|Julia (technicality) wrote in repose,|
@ 2018-01-20 23:14:00
|Entry tags:||*log, julia langdale, nishka bariss|
Who: Julia L & Nishka Bariss
Where: The Cat, late evening.
The week was coming to its end. There would be a large, expensive car waiting at the edge of town tomorrow evening. Dusk would come and with it the car and back to a city that smoked Julia's senses ash-black and scorched white. The week was at a close and she left the sugar-pink trailer behind her and the quiet hush of the woods. Snap-black twigs under faded primrose sneakers that were older than cars and cities and suits that hung in climate-controlled closets, but had never been worn for longer than a summer in eight years. In the trailer was a blush-colored skirt and a cream sweater loose at the cuffs and tight at the throat and a pair of perfectly beige shoes with lipstick-red soles. There were a number of items of clothes tucked away in the wire-mesh cupboards that belonged to the city, and Julia wore one now. A cashmere coat in navy, and underneath she wore Walmart yellow and cream cardigan that dangled around the knees of worn denim.

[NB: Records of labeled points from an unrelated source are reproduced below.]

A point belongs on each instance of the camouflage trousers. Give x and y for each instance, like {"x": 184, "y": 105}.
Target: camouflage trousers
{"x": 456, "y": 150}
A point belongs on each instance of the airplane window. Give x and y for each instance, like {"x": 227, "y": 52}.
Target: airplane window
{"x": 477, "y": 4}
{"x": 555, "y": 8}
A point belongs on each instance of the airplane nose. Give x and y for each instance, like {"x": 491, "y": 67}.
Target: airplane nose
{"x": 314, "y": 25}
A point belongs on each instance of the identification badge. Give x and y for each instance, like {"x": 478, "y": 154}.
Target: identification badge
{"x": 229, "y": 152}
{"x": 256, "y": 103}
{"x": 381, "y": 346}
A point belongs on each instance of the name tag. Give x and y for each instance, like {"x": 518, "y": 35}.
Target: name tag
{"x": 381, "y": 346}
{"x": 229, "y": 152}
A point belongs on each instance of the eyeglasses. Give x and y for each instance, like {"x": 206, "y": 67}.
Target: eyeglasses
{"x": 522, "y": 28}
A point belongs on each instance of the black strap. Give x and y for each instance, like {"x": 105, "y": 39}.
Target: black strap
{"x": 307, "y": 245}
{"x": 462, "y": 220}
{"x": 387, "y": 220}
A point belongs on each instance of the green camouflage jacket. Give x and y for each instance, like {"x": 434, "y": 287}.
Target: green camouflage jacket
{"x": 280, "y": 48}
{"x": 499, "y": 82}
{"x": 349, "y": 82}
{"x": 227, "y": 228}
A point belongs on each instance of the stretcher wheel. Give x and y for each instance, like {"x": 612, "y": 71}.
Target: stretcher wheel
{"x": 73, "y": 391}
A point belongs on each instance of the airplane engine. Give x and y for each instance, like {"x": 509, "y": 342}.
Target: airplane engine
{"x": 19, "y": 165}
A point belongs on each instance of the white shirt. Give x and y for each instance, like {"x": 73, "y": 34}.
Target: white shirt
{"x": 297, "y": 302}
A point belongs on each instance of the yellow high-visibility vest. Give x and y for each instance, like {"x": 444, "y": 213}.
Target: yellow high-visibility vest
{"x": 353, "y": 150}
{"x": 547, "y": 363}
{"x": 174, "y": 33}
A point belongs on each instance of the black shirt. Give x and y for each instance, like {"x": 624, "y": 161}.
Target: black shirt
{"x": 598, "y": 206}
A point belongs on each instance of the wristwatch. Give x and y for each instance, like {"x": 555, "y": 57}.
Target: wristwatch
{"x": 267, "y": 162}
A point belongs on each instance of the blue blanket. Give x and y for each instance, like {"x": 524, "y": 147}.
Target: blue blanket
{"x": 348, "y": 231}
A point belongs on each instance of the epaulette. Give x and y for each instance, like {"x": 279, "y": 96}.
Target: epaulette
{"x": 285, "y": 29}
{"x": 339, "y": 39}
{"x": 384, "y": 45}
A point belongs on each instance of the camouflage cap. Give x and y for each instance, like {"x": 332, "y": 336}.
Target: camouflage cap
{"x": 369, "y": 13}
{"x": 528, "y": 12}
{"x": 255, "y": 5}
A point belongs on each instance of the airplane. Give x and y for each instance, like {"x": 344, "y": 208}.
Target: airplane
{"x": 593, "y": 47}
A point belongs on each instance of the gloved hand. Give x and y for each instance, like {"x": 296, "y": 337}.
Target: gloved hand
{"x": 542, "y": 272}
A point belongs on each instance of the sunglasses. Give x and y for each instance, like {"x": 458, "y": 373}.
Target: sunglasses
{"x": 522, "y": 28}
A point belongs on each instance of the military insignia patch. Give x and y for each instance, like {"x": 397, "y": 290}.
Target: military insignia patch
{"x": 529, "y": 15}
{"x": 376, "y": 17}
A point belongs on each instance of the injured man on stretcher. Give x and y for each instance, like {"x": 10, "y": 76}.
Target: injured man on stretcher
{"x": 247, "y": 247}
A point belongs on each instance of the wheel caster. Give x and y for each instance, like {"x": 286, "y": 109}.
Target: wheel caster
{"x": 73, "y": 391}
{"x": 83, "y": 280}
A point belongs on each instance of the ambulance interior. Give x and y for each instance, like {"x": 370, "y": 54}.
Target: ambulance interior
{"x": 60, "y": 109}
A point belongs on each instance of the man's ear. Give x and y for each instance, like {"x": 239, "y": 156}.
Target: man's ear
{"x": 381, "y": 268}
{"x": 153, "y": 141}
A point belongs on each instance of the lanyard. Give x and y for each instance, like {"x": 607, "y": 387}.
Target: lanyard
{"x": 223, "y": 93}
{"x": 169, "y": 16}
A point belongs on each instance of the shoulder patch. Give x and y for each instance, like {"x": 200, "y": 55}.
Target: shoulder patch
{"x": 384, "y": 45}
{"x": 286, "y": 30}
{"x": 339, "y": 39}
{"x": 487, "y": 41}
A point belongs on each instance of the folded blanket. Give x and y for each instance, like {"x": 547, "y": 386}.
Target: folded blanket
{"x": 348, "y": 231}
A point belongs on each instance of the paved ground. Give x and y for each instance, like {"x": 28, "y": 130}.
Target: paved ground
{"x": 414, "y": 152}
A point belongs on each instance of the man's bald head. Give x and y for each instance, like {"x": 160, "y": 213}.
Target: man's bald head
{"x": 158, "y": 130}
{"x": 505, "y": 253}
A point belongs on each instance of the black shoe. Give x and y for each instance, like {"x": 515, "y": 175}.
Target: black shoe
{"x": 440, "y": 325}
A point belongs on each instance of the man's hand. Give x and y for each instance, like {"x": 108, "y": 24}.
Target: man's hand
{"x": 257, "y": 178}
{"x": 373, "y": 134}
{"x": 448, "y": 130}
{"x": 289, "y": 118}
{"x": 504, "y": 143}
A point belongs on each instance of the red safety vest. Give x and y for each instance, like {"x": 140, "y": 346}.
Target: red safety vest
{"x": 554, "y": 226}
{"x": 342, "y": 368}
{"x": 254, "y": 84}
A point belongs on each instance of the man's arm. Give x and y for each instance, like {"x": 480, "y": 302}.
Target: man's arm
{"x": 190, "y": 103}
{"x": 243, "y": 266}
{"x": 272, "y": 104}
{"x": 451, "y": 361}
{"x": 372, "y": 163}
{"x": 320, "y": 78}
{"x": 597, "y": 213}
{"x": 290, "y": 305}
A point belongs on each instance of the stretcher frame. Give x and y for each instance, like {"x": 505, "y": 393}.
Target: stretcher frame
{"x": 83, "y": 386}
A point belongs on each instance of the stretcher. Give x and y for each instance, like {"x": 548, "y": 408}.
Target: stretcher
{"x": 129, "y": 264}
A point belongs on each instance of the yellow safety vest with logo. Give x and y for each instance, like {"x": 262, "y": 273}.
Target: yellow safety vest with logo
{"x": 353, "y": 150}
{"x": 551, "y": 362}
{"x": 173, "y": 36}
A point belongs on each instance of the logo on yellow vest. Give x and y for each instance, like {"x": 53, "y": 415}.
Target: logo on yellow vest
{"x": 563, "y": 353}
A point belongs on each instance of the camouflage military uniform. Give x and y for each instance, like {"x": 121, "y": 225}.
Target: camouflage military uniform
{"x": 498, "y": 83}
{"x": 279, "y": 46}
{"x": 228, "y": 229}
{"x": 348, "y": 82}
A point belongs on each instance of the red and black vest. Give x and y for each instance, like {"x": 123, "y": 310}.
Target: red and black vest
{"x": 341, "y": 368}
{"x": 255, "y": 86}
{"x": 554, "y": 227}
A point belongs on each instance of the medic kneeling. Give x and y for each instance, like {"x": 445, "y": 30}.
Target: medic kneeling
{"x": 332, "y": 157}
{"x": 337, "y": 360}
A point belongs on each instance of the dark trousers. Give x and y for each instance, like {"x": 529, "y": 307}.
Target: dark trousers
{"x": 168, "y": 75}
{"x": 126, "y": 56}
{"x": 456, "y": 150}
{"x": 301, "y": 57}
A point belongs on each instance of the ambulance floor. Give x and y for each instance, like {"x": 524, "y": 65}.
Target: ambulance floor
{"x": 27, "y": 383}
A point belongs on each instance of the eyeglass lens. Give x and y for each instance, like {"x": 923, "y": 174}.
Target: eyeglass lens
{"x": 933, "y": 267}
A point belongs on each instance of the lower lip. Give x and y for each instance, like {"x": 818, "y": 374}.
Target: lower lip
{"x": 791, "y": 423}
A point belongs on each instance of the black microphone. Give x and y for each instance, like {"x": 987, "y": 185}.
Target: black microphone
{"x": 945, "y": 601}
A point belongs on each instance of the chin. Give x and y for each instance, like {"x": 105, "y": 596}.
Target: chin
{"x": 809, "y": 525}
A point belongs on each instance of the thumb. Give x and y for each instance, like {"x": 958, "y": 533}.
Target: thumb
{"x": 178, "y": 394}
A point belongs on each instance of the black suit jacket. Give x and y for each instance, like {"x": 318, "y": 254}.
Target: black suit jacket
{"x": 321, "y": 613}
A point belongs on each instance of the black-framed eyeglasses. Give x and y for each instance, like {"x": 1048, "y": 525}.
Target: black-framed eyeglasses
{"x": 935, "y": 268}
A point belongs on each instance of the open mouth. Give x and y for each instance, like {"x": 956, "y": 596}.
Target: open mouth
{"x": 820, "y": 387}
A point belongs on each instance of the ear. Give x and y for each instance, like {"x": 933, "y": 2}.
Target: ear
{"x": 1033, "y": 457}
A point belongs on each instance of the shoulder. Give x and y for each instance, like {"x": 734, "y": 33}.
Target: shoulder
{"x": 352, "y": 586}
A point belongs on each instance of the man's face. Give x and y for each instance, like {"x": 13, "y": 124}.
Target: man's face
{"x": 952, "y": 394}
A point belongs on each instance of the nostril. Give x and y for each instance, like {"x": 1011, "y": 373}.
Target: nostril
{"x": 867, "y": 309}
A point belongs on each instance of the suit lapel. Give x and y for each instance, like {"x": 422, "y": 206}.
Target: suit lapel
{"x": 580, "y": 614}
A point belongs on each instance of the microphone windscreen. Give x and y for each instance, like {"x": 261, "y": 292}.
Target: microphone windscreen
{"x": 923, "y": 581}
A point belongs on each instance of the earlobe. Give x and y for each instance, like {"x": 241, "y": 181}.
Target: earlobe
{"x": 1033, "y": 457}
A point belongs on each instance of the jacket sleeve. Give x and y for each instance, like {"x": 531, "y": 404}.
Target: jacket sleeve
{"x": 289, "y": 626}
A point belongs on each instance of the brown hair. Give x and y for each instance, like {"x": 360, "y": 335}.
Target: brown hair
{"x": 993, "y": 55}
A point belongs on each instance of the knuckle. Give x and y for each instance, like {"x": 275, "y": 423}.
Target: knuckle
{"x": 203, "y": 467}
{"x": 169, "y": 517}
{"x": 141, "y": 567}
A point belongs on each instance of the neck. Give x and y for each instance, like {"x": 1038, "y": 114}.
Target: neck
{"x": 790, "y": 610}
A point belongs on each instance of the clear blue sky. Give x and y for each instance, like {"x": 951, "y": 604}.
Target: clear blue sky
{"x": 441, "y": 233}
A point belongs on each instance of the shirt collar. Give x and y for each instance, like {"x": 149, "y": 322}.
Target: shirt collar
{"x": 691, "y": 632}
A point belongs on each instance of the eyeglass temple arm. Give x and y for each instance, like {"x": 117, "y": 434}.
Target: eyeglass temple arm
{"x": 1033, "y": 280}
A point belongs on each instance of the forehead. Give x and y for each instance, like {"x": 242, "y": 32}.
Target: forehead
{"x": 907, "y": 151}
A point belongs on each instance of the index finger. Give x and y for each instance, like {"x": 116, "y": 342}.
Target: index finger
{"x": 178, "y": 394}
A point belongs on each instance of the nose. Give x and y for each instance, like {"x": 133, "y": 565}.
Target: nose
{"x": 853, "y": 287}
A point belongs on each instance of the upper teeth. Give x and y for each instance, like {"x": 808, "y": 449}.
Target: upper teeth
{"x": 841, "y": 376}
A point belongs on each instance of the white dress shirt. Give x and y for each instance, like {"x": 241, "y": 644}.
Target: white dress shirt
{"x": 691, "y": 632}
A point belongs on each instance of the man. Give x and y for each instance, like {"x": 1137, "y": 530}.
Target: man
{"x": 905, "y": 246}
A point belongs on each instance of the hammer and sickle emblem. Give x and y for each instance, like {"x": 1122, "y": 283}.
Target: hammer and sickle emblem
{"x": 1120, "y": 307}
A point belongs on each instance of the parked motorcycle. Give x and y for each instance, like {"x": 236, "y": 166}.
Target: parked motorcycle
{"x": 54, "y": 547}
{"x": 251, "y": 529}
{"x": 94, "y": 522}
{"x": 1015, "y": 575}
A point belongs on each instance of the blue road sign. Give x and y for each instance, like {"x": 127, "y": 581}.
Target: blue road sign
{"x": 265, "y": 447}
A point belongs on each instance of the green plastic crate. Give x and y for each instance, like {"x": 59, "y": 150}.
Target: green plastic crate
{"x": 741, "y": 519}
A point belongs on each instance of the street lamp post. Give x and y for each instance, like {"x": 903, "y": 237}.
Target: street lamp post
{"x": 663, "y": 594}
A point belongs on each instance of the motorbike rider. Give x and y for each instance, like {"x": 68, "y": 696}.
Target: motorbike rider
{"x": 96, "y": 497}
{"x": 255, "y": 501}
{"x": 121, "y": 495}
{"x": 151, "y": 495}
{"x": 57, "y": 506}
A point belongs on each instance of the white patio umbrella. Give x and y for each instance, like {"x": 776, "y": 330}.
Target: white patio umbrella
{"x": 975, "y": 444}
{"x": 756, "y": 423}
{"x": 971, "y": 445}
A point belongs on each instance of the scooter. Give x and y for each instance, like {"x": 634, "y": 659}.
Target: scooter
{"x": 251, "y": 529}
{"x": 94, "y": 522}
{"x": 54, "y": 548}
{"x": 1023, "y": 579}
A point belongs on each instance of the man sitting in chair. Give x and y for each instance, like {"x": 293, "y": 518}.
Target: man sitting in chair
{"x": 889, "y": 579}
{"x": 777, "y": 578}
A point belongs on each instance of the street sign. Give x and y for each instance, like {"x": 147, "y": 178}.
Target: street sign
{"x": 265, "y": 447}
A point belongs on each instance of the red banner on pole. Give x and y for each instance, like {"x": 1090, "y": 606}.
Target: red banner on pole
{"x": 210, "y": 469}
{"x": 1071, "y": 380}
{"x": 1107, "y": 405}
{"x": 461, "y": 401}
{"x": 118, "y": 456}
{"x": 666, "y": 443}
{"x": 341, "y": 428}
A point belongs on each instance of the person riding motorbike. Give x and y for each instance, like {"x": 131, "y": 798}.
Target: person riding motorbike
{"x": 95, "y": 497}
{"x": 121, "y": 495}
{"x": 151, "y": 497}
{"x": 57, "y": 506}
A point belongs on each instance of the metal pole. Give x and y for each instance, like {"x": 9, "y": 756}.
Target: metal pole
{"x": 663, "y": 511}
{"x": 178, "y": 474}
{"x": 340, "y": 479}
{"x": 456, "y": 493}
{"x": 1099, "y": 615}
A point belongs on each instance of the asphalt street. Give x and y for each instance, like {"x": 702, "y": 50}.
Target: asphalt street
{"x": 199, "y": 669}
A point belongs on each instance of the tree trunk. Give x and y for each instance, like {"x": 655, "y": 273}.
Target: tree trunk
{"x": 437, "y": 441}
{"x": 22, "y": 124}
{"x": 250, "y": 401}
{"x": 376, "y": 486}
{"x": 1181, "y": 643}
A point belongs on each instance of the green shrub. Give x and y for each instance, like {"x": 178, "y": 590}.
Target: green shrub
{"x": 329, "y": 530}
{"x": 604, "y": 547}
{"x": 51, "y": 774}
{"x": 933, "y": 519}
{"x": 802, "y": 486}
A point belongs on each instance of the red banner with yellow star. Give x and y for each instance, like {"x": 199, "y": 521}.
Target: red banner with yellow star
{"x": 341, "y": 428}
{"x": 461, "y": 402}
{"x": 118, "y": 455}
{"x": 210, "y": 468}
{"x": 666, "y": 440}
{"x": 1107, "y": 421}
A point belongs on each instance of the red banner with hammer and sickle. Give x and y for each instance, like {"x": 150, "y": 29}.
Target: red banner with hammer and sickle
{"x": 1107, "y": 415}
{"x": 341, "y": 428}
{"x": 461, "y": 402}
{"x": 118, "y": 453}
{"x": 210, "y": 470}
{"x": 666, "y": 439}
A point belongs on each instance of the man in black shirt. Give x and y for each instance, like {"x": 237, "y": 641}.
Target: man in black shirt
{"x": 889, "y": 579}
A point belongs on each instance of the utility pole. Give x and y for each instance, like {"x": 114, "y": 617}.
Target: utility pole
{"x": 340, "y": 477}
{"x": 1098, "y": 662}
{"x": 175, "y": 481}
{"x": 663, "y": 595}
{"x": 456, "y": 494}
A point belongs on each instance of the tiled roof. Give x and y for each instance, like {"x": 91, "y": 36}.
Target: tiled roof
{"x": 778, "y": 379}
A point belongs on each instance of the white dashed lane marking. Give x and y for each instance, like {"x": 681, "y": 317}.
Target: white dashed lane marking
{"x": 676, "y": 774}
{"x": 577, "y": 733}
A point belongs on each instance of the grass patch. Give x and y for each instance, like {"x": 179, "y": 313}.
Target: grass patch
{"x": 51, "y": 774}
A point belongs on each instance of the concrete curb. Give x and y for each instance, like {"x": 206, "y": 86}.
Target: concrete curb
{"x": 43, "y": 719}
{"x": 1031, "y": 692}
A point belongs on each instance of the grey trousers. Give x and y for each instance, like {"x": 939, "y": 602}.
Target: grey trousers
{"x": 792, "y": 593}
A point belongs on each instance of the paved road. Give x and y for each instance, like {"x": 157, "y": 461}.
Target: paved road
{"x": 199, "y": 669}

If the week was going to end it was better to go out knowing something instead of nothing. She had hidden in the woods for a week until the clenched-fist feeling faded. She had hidden in the woods because she was hiding and once upon a time she hid from nothing, walked toward it open-armed. It was deliberate, the walk from the woods until the lights of the town were a fairy-net and then they were windows and doors and a late night in a place small enough people knew the gossip. Julia's smile was summer's last gleam as she caught the glimmer of music on a door's open-and-slam.
The familiar sensation wrapped a casual hand around her nerve-endings and squeezed but this late at night, the pressure was lesser. She had worse, and Julia walked through the door to the music and the tiny place full of people and lingered by the door for a full minute taking it in as she unbuttoned the coat, wraith-wild hair and a smile that turned up by degrees and the only flicker was the lights very briefly before they were consistent. Good. She just couldn't get good and drunk, the way she wished she could. Not without taking a black-out to a town that would notice.
She sat at the bar, where her elbows were jammed against her sides and she spread cashmere over her knee and put Walmart-yellow elbows on the bar-top, wrists twined in leather and ordered whatever was nearest and on tap.